Preparations for pivotal-stage readiness of vididencel in AML on track

The hard work of the Mendus team to advance the company’s lead product vididencel in acute myeloid leukemia (AML) continued to pay off during the  fourth quarter of 2024.

In December, we presented positive updated survival data of the ongoing ADVANCE II Phase 2 trial at ASH, demonstrating that the majority of patients treated remained alive at 41.8 months median follow-up. Also in Q4, we received positive EMA and FDA feedback endorsing our registration trial preparations. We successfully advanced our manufacturing alliance for the large-scale production of vididencel. The progress realized during the quarter keeps us on track to achieve pivotal-stage readiness of vididencel in AML as our lead program in the second half of 2025.


Erik Manting, CEO

AML is an aggressive from of blood cancer which yearly affects about 50,000 people in Europe and the US only and 145,000 people globally. It is a highly deadly disease, with a 5-year survival rate of approximately 30%. The only potential curative approach for AML is a hematopoietic stem cell transplant (HSCT) following successful chemotherapy, but this is not available for the majority of patients. In the Phase 2 ADVANCE II trial, AML patients that were in complete remission following high-intensity chemotherapy were treated with vididencel. All patients had measurable residual disease (MRD), which is associated with an increased risk of disease relapse and poor overall survival. Mendus presented updated survival data of the ADVANCE II trial during the American Society of Hematology (ASH) conference last December. The data showed that the majority (13/20) of patients treated with vididencel were alive at a median follow-up of 41.8 months. Immunological analyses of patient samples collected during the trial showed that durable clinical remissions were associated with broad immune responses detected after vididencel treatment, confirming the product’s mode of action as an active immunotherapy in AML.

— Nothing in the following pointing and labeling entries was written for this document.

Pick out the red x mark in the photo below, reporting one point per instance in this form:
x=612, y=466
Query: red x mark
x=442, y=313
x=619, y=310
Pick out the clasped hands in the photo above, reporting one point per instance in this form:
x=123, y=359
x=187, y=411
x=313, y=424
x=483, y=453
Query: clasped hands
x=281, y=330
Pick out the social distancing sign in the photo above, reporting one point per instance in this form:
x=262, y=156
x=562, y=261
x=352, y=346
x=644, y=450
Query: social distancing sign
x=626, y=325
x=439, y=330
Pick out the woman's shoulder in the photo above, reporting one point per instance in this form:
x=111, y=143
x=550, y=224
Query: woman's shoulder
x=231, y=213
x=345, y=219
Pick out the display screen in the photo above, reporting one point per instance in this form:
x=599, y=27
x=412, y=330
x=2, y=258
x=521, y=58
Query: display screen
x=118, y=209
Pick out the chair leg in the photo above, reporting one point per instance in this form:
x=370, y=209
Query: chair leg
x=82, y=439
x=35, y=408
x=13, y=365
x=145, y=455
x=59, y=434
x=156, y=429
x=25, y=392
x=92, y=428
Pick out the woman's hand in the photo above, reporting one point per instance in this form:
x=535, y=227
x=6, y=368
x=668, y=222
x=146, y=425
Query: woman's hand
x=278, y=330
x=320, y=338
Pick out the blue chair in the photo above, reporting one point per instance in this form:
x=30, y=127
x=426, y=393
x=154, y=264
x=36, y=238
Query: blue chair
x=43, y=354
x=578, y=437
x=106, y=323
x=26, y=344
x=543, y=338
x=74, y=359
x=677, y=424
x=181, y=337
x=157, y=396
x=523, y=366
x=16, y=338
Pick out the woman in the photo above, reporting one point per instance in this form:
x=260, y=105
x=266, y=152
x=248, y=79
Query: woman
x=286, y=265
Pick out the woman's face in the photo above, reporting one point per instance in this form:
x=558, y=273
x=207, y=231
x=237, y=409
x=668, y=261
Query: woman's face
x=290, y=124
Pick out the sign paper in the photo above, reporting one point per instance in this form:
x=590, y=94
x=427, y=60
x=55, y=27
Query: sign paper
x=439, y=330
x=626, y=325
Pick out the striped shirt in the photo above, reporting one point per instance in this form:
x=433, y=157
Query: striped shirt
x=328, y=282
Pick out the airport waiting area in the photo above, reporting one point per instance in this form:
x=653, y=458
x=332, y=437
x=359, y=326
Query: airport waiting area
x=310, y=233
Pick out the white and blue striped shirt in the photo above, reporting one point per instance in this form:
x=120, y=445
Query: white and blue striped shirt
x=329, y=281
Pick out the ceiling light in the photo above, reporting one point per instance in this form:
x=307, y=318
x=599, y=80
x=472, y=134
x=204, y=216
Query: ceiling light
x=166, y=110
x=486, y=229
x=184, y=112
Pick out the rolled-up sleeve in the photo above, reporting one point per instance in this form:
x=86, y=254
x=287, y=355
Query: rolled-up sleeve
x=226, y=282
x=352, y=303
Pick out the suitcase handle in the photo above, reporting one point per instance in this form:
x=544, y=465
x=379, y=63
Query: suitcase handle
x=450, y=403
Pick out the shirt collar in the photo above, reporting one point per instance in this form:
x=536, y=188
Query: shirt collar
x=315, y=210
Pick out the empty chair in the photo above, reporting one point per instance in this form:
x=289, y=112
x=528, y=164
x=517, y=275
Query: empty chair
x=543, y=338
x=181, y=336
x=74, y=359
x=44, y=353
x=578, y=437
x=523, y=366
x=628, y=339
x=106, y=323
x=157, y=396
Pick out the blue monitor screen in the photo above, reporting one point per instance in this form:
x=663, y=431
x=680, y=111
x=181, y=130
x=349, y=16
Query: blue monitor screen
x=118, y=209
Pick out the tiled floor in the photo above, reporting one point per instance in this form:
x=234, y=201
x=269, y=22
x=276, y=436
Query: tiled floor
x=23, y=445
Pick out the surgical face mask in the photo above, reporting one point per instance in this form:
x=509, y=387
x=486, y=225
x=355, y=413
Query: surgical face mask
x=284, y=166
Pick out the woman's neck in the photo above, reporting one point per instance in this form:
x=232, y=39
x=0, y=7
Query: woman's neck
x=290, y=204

The positive updated Phase 2 survival data presented at ASH support our ongoing registration trial preparations for vididencel in AML. In Q4, Mendus received feedback on its development program for vididencel in an end-of-Phase 2 meeting held with US Food and Drug Administration (FDA) and a Scientific Advice Meeting with the European Medicines Agency (EMA). The feedback from both agencies supported the registration trial design, patient population, reference therapy, primary and secondary endpoints and statistical analysis strategy, as proposed by Mendus. The agencies also agreed to the development steps taken by Mendus towards establishing large-scale manufacturing of vididencel. To support late-stage clinical development and future commercialization, Mendus has entered into a large-scale manufacturing alliance with NorthX Biologics, a specialized contract manufacturing organization. The alliance is on track, with multiple consecutive large-scale production runs having been completed successfully and production of clinical-grade material expected in the second half of 2025.

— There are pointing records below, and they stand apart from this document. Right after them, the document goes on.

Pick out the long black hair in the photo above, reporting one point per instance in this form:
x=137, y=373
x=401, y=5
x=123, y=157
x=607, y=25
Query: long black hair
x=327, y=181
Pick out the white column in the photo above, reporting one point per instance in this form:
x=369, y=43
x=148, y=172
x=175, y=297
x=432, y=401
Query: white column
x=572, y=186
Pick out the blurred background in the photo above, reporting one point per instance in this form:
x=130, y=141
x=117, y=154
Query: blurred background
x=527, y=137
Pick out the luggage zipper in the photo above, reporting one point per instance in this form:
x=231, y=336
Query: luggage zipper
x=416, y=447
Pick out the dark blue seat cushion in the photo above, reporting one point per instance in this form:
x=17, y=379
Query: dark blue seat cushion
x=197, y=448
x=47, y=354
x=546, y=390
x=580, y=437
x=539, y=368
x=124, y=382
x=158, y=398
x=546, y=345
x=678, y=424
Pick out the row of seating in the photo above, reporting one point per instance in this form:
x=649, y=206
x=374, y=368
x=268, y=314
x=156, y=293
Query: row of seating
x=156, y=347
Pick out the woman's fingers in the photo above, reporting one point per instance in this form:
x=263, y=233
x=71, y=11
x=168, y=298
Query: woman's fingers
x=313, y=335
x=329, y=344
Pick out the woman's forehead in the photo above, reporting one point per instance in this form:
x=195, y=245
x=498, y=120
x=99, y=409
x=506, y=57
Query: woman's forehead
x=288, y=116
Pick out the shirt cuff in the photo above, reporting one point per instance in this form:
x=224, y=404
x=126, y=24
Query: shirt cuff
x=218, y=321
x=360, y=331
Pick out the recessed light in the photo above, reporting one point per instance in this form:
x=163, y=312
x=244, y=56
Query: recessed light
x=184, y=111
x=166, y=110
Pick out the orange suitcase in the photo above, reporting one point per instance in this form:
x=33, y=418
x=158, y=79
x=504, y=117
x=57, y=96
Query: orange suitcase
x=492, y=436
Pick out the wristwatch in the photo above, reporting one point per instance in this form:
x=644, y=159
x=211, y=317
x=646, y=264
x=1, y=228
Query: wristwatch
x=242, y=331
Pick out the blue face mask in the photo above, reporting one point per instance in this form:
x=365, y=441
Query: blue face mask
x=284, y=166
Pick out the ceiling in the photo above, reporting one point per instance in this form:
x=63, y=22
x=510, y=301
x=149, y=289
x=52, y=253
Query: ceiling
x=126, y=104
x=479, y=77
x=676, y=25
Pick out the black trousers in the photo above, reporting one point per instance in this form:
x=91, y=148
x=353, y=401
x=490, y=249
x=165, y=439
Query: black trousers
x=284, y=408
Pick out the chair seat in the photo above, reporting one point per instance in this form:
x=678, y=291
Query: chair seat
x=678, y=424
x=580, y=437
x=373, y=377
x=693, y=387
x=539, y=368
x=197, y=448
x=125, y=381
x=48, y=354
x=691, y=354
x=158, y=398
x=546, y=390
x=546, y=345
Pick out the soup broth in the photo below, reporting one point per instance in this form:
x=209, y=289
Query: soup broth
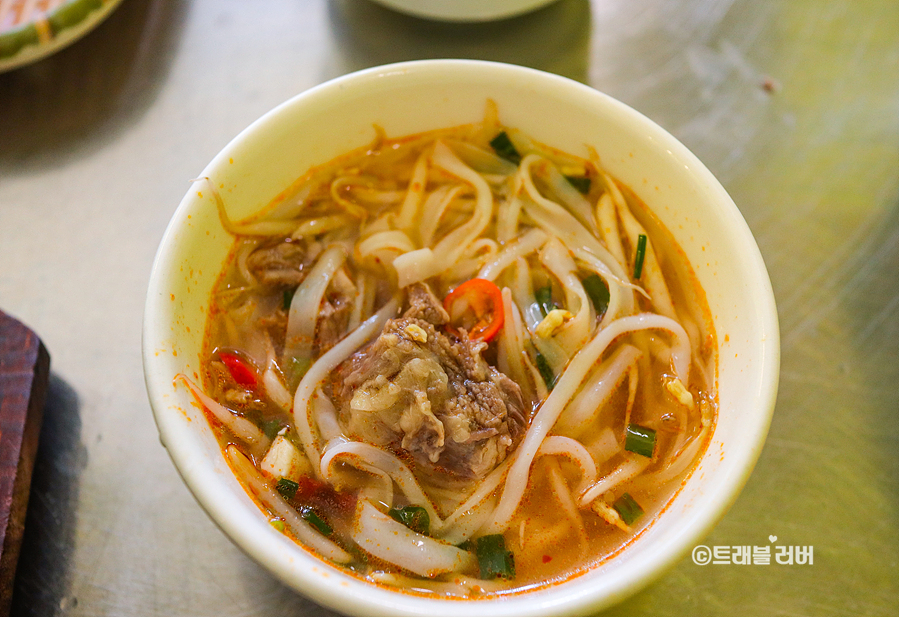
x=459, y=363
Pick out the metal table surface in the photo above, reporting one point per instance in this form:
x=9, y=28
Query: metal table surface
x=793, y=104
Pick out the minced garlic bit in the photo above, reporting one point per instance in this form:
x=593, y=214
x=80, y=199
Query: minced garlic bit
x=608, y=514
x=417, y=333
x=677, y=389
x=705, y=413
x=554, y=320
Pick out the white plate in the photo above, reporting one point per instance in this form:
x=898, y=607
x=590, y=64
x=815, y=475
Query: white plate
x=464, y=10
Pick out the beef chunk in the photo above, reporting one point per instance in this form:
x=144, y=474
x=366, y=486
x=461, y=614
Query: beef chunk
x=423, y=304
x=416, y=389
x=333, y=317
x=281, y=264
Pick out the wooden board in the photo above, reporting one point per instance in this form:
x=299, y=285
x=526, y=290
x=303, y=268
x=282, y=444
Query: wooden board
x=24, y=373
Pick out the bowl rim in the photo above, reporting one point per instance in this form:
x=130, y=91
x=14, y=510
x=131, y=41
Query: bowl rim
x=572, y=596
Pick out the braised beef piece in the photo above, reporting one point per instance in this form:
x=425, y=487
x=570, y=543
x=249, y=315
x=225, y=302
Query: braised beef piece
x=281, y=264
x=333, y=318
x=423, y=304
x=418, y=389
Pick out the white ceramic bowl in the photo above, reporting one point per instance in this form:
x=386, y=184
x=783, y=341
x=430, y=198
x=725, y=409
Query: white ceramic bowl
x=408, y=98
x=464, y=10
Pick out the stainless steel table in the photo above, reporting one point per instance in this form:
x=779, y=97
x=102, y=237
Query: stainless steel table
x=794, y=104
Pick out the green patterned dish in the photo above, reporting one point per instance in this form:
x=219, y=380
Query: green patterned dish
x=33, y=29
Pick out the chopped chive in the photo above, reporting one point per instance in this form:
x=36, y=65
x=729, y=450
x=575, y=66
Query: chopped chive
x=316, y=521
x=640, y=440
x=544, y=297
x=628, y=509
x=297, y=368
x=545, y=371
x=271, y=428
x=504, y=147
x=414, y=517
x=493, y=558
x=287, y=488
x=598, y=291
x=581, y=183
x=641, y=254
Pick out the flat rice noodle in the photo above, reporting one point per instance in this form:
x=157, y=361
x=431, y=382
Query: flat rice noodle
x=570, y=197
x=629, y=469
x=410, y=210
x=378, y=534
x=320, y=225
x=305, y=304
x=574, y=451
x=434, y=207
x=388, y=463
x=455, y=243
x=512, y=357
x=522, y=246
x=481, y=160
x=271, y=499
x=574, y=333
x=582, y=412
x=563, y=494
x=563, y=392
x=242, y=428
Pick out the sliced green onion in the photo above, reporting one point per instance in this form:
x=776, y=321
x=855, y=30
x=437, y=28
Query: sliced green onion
x=641, y=254
x=297, y=367
x=598, y=291
x=287, y=488
x=271, y=428
x=544, y=297
x=316, y=521
x=493, y=558
x=581, y=183
x=414, y=517
x=628, y=509
x=640, y=440
x=504, y=147
x=546, y=371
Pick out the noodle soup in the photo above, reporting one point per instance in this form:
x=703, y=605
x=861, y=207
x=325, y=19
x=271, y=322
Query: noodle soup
x=458, y=363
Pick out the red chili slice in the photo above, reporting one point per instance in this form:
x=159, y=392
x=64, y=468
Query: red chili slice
x=243, y=374
x=482, y=312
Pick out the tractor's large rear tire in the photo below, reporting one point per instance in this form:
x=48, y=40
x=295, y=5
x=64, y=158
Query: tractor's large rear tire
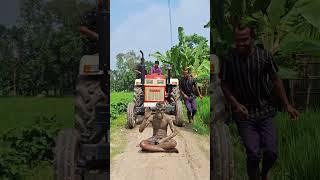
x=178, y=116
x=66, y=154
x=131, y=118
x=138, y=96
x=176, y=93
x=88, y=95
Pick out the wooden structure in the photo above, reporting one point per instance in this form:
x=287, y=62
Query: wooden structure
x=304, y=92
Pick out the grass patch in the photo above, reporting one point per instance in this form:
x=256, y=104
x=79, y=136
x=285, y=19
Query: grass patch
x=299, y=157
x=118, y=139
x=202, y=118
x=21, y=111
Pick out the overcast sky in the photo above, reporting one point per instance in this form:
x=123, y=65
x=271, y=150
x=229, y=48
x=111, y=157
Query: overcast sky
x=144, y=24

In addition to preparing for pivotal-stage readiness of vididencel as a post-chemotherapy maintenance treatment for MRD+ AML patients, Mendus is aiming to broaden the potential of vididencel by expanding its clinical development. We continue to work with the Australasian Leukaemia and Lymphoma Group (ALLG) to study vididencel in combination with oral azacitidine, currently the only approved AML maintenance treatment, for both MRD+ and MRD- patients in the AMLM22-CADENCE trial. The collaboration with ALLG significantly expands Mendus’ clinical trial network and the data collected in the CADENCE trial will contribute to the safety dossier of vididencel, supporting Mendus’ registration trial preparations. Two preclinical abstracts presented at ASH focused on the applicability of vididencel in additional patient populations. AML patients not eligible for high-intensity chemotherapy can today be treated with a combination of azacitidine (AZA) and venetoclax (VEN). A series of preclinical experiments demonstrated that vididencel acts synergistically with AZA+VEN, supporting potential clinical evaluation of vididencel as a maintenance therapy also in this patient population. The second preclinical abstract presented at ASH studied vididencel in chronic myeloid leukemia (CML). In CML, stimulation of active immunity against residual cancer cells with vididencel may allow for more patients to control their disease without the need for life-long medication. Subject to funding, Mendus is preparing for additional vididencel trials which may further broaden the addressable patient population in AML and adjacent diseases, such as CML.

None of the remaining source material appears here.